Continuing, he questioned why an industry with a “long and hard earned reputation for integrity and probity”  seems happy to stand by, whilst its good name is “hawked  around an unregulated marketplace by imposters”, with trade associations seemingly feigning indifference to the risks.

Whilst accepting that not all cask businesses are bad actors, Nick observed that, sadly,  “one bad apple IS enough to spoil the whole barrel”, especially as the hyperbolic claims and high-pressure sales pitches seem common to all.

Finding parallels in the investment crises of the 1880/90s, he quoted the Pall Mall Gazette from the time, which cautioned that “careful scrutiny must be made before indulging in investment” and warned that “a boom has to be paid for, and usually by the investor”.

This latter point illustrates the Duty of Care which, Nick contended, the industry owes to its customers and which is arguably being ignored at present in the field of cask investment. Furthermore, he continued, quite apart from the question of business ethics, the public is not just purchasing generic ‘casks’ -it is buying into the heritage and reputations of the specific  distilleries whence they came. So the responsible collective imperative should be to protect both the good name of distilleries and the financial security of consumers who have put their faith in those brands without any legal safeguards or recourse.

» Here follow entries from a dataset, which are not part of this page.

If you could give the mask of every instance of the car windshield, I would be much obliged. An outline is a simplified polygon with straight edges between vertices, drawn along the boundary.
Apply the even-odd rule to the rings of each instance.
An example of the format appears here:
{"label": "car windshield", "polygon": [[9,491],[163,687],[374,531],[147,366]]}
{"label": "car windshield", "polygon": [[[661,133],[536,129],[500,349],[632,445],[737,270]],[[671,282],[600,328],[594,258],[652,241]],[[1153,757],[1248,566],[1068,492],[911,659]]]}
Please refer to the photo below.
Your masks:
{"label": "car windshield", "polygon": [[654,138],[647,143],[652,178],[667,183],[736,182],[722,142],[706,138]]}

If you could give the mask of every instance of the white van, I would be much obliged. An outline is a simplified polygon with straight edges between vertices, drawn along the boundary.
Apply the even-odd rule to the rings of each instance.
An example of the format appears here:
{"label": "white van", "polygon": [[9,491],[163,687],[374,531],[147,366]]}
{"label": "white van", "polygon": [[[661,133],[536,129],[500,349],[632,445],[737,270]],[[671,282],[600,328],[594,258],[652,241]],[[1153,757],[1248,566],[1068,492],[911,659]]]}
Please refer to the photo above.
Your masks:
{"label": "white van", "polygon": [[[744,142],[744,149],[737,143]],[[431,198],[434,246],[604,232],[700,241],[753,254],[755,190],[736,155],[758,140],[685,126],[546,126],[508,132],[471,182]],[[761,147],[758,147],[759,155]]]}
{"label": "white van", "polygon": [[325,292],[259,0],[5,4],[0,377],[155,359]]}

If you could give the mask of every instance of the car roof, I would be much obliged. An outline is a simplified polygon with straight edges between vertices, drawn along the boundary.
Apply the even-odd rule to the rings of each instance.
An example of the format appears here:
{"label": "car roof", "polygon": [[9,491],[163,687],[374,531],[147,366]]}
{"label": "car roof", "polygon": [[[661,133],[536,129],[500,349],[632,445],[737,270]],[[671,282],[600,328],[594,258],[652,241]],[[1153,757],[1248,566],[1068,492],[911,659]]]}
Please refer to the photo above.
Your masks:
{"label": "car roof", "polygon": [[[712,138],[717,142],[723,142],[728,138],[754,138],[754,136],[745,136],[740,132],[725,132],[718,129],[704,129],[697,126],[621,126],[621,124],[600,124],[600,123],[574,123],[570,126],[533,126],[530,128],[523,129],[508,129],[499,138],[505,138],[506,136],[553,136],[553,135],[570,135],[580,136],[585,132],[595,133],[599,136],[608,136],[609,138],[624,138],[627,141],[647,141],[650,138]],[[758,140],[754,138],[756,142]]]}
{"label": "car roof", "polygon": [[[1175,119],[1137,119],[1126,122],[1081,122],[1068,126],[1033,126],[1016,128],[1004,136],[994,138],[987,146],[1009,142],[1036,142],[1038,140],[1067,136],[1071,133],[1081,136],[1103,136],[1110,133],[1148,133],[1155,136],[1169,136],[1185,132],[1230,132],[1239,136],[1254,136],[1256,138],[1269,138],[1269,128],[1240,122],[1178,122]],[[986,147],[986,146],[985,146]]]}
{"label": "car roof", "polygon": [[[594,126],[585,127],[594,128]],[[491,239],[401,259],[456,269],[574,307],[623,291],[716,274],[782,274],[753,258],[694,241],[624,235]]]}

The apparent lack of any real motivation to act on this imperative, Nick concluded, means that the industry is setting itself up for a major fall and whisky as a private investment asset is “far from  ‘good for growth’ – it is, in fact, good for nothing”.

Chairman Trevor Stirling then invited questions from the floor, which variously expressed scepticism around the concept of any halo reaching the mainstream from esoteric collector whisky, generally acknowledged that transparent investment in rarefied bottled whiskies (ie auctions) was a different question from the concerns around cask investment, and suggested that the urgent introduction of regulation of the latter would be a popular solution.

A concluding vote then demonstrated that the debate itself had further swayed opinion against the motion, with 40% of the audience actively opposing  the view that “This House believes the emergence of Whisky as a Private Investment Asset is good for the growth of the wider whisk(e)y market”.

Offering thanks to participants and guests, The Master then invited all present to continue the conversation over drinks, whereby convivial discussions continued well into the evening, ably assisted by the generous sponsorship from Chivas Regal, Warner’s Gin, Everleaf non-alcoholic aperitifs and Double Dutch mixers.